As the person asking that question, no. I've heard it's used by some people ... for things.
Just like I've heard some companies use IRC for chat, and some open source projects use Discord where you can join if you feel like it.
I have no idea what its primary use-case is, who its primary audience is, and to what degree it's more critical than IRC or email or intranets to anyone.
Your comment started off about you and was dismissive of Slack. Saying "How so?", in general, is not handled by people as a genuine and sincere question, it's usually laden with an "I don't believe you" vibe, especially with the dismissive nature of the lead-in.
If you had asked instead:
> "I've haven't really used slack, didn't really see the use case. Why can't you stop using it?"
> Saying "How so?", in general, is not handled by people as a genuine and sincere question, it's usually laden with an "I don't believe you" vibe, especially with the dismissive nature of the lead-in.
I don't believe that. I think it is a perfectly fine question, and don't find anything wrong with the way the post was worded. Based on my personal experience, I think my interpretation is the general one.

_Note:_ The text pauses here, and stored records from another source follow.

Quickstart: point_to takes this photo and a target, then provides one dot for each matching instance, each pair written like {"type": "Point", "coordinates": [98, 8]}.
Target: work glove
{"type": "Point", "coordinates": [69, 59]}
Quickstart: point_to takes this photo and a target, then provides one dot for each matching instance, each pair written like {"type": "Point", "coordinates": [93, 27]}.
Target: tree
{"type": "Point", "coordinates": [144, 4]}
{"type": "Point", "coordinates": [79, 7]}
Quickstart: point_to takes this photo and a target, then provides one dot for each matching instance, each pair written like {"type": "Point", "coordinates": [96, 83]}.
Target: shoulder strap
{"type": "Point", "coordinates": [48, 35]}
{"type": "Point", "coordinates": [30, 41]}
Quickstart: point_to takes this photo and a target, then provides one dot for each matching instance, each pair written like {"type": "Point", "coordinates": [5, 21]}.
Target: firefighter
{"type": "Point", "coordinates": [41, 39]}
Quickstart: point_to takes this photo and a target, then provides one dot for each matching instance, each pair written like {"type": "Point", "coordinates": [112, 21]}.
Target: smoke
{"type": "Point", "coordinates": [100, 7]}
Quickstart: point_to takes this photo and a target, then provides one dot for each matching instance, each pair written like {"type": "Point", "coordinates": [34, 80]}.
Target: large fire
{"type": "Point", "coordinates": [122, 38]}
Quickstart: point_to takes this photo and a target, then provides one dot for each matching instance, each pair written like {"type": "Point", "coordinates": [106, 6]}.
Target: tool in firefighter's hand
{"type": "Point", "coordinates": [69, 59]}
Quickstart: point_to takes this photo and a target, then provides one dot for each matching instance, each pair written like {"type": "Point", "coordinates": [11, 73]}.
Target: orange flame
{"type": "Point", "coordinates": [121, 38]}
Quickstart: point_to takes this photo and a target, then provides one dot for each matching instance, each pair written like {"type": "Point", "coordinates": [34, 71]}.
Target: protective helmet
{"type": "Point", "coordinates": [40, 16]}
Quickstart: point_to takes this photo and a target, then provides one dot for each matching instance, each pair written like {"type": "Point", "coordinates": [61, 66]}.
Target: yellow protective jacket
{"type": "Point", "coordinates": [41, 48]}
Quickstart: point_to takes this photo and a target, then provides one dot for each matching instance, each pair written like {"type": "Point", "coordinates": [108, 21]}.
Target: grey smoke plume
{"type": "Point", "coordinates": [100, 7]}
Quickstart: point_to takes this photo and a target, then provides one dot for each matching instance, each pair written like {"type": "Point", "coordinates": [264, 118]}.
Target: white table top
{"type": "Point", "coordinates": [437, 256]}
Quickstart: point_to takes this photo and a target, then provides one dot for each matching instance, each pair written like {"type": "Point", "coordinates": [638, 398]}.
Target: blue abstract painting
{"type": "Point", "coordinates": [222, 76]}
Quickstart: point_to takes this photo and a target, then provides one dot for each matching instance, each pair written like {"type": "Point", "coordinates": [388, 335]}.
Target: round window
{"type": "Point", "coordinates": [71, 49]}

From my 30 years management experience, your personal experience is not what I've seen. Maybe works in small teams but not with strangers; too short, too abrupt and provides little to no context about the desired answer.
For example, in the case above, was the "How so?" directed at the "immediately stop using it" part or the "have no choice" part? Both?
> Saying "How so?", in general, is not handled by people as a genuine and sincere question, it's usually laden with an "I don't believe you" vibe
That sounds like an extremely regional interpretation, and does not consider that the question was asked in good faith, something the HN guidelines specifically ask you to assume[1].
Why would this person know that? Speaking from personal experience, I myself did not know how critical it is for some as I do not use it day to day (I heard some anecdotes sometimes, but that's it), rarely ever used it, and only recently experienced it in a setting were it was Slacks all the down.
They previously looked at Slack and never found it appealing, they are replying pretty deep into a massively popular HN thread and their question was a pretty snarky "How so?". Maybe my snark was unjustified but I'm comfortable with it.
"How so?" isn't snarky at all to me. It's a rather legitimate question one may pose to somebody who just said they'd stop using a product but can't. The answers could be one of a wide variety, like vendor lock-in, network effect, contractual obligations, or company policy, no viable alternatives (because...), or something entirely unexpected.
I'd actually be interested in the answer from grand-poster as well, if only because I am a curious asshole.
I've never worked at a company that uses Slack. I don't particularly understand what people use it for or how what as far as I can tell is a glorified IRC channel is allegedly so important to some teams. Get a whiteboard.